Feast of St. Lawrence

Jn 12:24-26

When I was yet a kid, I could not understand why tomato seeds had to be dried before they were planted. Dry seeds seemed dead seeds to me. But when planted, the dried tomato seeds sprouted after a few days and eventually became tomato plants that later on produced more tomatoes, and, of course, even more tomato seeds.

Once I planted fresh tomato seeds in a plant box under a shade. I was worried about drying the seeds because, as I mentioned earlier, dry seeds were dead seeds to me. For a few days the tomato seeds I planted remained untouched and fresh. But a few days later, something happened. The ants came and ate all my fresh tomato seeds!

Fresh tomato seeds remain fresh tomato seeds until ants come and digest them. But dry tomato seeds yield a rich harvest of tomatoes. The more we keep the seeds fresh the more we hinder the harvest. The more we preserve them the more tomatoes we lose. Unless the seed falls to the earth and dies, it remains a seed; but if it dies, it produces much fruit.

We are like tomato seeds. We need to endure trials for us to grow. We need to risk so as to gain. “No pain, no gain,” they say. We must die in order to live. St. Francis tells us, “…and in dying that we are born to eternal life.”

Everybody wants to growth, to gain and to glow with life. But no one wants to die.

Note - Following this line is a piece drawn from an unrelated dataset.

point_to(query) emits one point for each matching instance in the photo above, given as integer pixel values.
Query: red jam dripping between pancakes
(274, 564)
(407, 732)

If only tomato seeds could speak, perhaps they would express their preference for the sun, for the earth, for death because the only way for them to live and bear fruit is for them to dry under the sun, to fall to the earth, and to die. Thank God, we are not tomato seeds, lest someone might just keep us fresh and plant us under a shade. When that happens our end could possibly be in the digestive tract of some ants.

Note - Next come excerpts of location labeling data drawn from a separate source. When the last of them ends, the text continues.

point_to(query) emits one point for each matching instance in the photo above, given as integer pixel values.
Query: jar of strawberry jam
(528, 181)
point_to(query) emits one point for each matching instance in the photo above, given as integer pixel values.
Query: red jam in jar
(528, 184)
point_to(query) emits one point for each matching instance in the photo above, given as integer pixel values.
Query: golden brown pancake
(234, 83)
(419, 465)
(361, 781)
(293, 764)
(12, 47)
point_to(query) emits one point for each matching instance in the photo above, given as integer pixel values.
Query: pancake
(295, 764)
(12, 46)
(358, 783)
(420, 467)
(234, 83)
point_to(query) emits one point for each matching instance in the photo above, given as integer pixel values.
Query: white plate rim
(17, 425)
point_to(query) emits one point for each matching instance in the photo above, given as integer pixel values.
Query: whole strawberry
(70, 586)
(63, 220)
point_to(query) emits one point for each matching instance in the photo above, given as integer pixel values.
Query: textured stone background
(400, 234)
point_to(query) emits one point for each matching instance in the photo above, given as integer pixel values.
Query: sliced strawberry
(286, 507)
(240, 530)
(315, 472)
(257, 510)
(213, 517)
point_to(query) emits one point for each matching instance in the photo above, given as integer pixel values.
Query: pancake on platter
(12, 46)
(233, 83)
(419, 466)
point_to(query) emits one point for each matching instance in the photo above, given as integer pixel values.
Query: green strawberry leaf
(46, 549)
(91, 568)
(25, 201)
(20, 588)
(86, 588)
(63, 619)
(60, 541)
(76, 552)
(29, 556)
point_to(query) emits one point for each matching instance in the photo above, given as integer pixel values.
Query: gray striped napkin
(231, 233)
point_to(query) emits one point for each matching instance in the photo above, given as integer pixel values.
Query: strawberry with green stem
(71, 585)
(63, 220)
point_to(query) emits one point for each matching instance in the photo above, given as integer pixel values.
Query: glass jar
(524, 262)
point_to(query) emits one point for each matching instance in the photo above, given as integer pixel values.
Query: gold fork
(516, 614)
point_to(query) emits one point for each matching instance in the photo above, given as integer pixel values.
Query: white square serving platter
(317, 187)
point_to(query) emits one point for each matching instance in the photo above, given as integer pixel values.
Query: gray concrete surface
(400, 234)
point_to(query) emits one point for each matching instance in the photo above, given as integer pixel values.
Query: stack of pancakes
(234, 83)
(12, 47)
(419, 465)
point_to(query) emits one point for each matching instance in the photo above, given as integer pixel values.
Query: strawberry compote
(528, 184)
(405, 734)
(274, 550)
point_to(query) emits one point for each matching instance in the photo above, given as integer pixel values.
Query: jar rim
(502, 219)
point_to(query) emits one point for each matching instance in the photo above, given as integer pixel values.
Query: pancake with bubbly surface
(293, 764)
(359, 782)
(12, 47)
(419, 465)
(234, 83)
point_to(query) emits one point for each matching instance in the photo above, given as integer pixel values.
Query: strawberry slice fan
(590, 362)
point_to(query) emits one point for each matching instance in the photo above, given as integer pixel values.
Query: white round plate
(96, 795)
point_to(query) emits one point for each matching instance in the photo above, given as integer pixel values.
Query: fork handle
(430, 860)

As we remember St. Lawrence today, let us learn from his love for the poor. When arrested and tortured by the Roman Prefect to surrender the treasures of the Church, St. Lawrence pointed to the poor, saying, “Here are the treasures of the Church. The poor are the true treasures of the Church. Let us also be inspired by his faithful love for Jesus. He was martyred for his faith in the Lord, martyred through roasting. But most of all, let us follow his example of joyful sacrifice. When being roasted to death on a gridiron, St. Lawrence even jested his executioners, saying, “Kindly turn me to the other side. I am already cooked on this side.”

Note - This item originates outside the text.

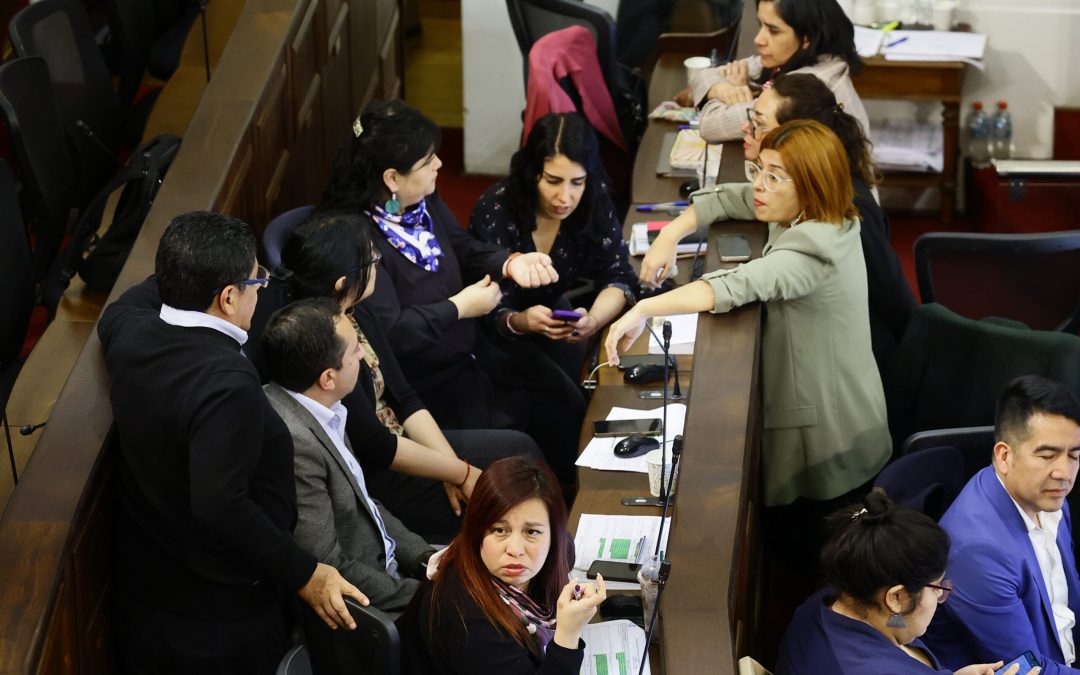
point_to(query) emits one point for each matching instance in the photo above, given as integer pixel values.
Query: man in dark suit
(203, 557)
(1012, 559)
(313, 356)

May we live our love for the poor. May our love for Jesus be faithful. May our sacrificial love be joyful at all times. By doing so we are martyrs not by dying but by living, for martyrdom is not only about dying. Martyrdom is about living for Jesus, loving Jesus in the poor, and loving Jesus in good times and bad. Dying for Jesus is but a part of that living. Unless we live like Jesus, we cannot die for Him.

Martyrdom is not only the moment when the axe falls on a Christian’s neck. It is not only the moment when wild beasts feast on a Christian’s flesh. It is not only when a Christian is roasted alive. Martyrdom is living like Jesus.

Tomato seeds do not become martyrs. They become tomato fruits. But we can become like Jesus. We can become martyrs. We can die and bear fruit.